Peter Lee sent in a comment and question regarding the last few blog entries, which I found so well expressed I asked for his permission to post it here. I will follow with my response to his closing questions tomorrow. Here is what he wrote me:
“I’ve also just begun my adventures on NWN [Neverwinter Nights] a couple of days ago, it is a remarkable game. :)
“However, I must admit that I am quite baffled in how you drew the parallel of such fantastic journey with our own.
“I find these games to be of such delight precisely because it is so different than how life really is. Such games always imply a positive experience, i.e. your progress is an absolute function of the additive. I currently don’t find life to adhere to the same formulae… although it is quite likely that you may disagree.

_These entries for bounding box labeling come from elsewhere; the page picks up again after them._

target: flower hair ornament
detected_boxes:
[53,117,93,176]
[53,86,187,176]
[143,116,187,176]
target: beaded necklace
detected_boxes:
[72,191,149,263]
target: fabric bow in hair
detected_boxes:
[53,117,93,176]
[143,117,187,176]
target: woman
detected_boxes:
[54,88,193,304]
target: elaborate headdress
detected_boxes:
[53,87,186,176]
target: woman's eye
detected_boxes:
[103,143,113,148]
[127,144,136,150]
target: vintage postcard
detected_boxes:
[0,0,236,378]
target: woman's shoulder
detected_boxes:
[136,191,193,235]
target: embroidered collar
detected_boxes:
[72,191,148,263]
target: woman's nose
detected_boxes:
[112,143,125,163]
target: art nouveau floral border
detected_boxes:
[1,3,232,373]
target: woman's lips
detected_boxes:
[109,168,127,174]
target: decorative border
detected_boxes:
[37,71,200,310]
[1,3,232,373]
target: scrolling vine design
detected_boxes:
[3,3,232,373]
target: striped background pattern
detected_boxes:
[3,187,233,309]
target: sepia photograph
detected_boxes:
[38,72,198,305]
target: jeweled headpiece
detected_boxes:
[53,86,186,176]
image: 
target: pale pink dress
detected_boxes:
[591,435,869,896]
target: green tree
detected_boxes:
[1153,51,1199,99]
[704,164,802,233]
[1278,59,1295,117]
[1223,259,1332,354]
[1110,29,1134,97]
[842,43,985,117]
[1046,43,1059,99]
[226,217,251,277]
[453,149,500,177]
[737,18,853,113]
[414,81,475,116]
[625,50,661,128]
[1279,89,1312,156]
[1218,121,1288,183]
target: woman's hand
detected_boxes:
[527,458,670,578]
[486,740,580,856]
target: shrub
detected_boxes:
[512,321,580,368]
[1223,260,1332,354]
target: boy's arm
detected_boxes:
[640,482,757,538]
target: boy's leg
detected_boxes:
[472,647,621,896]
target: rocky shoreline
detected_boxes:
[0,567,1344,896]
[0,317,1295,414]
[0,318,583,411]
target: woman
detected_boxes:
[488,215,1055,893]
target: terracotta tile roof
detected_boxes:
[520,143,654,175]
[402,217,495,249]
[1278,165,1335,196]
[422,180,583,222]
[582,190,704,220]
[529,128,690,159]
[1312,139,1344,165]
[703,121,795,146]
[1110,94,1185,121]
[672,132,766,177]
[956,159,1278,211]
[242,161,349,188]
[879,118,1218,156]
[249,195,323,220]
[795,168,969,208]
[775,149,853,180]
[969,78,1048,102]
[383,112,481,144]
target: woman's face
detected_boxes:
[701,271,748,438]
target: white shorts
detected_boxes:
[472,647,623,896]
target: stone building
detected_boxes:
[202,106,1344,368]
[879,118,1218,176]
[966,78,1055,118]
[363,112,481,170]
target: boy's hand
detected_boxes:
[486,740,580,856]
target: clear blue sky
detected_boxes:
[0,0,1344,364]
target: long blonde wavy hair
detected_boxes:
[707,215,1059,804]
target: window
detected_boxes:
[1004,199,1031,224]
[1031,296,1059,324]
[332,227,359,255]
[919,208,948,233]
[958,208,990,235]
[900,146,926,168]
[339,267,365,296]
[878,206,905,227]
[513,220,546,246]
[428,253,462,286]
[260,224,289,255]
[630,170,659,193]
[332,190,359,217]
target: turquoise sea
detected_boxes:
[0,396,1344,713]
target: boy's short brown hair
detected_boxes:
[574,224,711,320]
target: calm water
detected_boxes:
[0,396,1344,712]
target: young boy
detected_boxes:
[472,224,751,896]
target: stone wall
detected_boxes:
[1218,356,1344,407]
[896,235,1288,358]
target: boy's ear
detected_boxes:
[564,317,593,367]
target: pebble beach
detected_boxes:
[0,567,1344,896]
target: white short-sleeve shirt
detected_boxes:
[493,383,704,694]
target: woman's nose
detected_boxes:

“For one, I have no idea what I’m living for. Well, that is not entirely correct. I do have ideas about what I’m living for, I just do not truly understand those very ideas. Not only that, I am not certain if I will ever fully understand those ideas, so my life’s quest always converges to a single idea: a quest for Truth.
“Living for Happiness, Love, Joy, Acceptance, Understanding, Freedom, Success, Wealth, Comfort, etc. ultimately falls back on what you consider those ideas to mean. But what is Happiness? What is Love? How do you know if you are on the right track to attaining these ideals? How do you even know if your understanding of these ideals is satisfactory enough to lead you to better understanding, ultimately taking you on the right path for finding them? Even if you are not certain what it is that you seek, is it possible for you to have found it?
“Here you may entertain a concept of God. In His grace, you are exactly where you should be. In His wisdom, you substitute your ignorance with His guiding hand. In Him, you graft perfection into life. In Him, you find raazi.
“But doesn’t that mean there is no more quest for Truth? We have found it. Truth is divine, given by grace and guidance, in His mystery it is endowed, and in His humor it is made known. In prayers you express your intent, and in His intervention, you are given what you seek… even if you may or may not understand what you thought you were seeking has been made known to you because who truly understands the mind of God?
“This is the fork in the road that I have been staring at for some time now. In one, I seek God and re-engineer life to operate in the fantasy adventure world formulae, the absolute additive, always progressing forward, looking for my next sword, since in Faith I can rest in comfort that I will find it. I will seek Khidr, ultimately to wield my blade in absolute authority of the divine. In another, I seek what is Undefined, following a path with infinite sign-posts, accepting the unfortunate possibility that I will never find what I am looking for, and that I may never find my next sword. I will seek Moses, except bear my questions with unflinching conviction in the properness of its utterance.
“I must admit, this is not the first time I’ve been at this fork. I have once embraced Faith without question. But it is a hazardous and difficult path to follow. I have tasted of peace, but never free from the question of its origin. That I may have Faith in any of my own choosing to serve any of my own ideals has shattered my fantasy time and time again, throwing me back to my quest for Truth.
“I sometimes miss the innocence of my Faith, the comfort of completeness that it offers. Deep down, I feel a stirring whenever I entertain thoughts of His voice, bringing endowment of divine purpose and knowledge, to have Truth be made known and to call me forth from the multitude with a command marking me His… such fanciful dreams of empowerment and freedom! What wonder if my Faith was Truth! Yet I am continually repulsed by its premise, the self-evident nature of its dogma, that it grows with power in acceptance, not in questioning.
“John, how do you resolve your inner conflict of the meaning and the Truth of Faith? I’m simply referring to your act of Faith, not what that Faith is actually composed of. I understand the power and value that Faith itself can bring to a man, but what does it really mean beyond self-induced freedom from uncertainty?
“A world without God is a frightening and an unsettling place. Some may even call it”meaningless”. But as far as I can tell, it still is the same world. Only the lens of reflection has changed; of what I may see and find that Faith may have blinded is the current quest of my choosing.
“I wonder what will be my next sword?”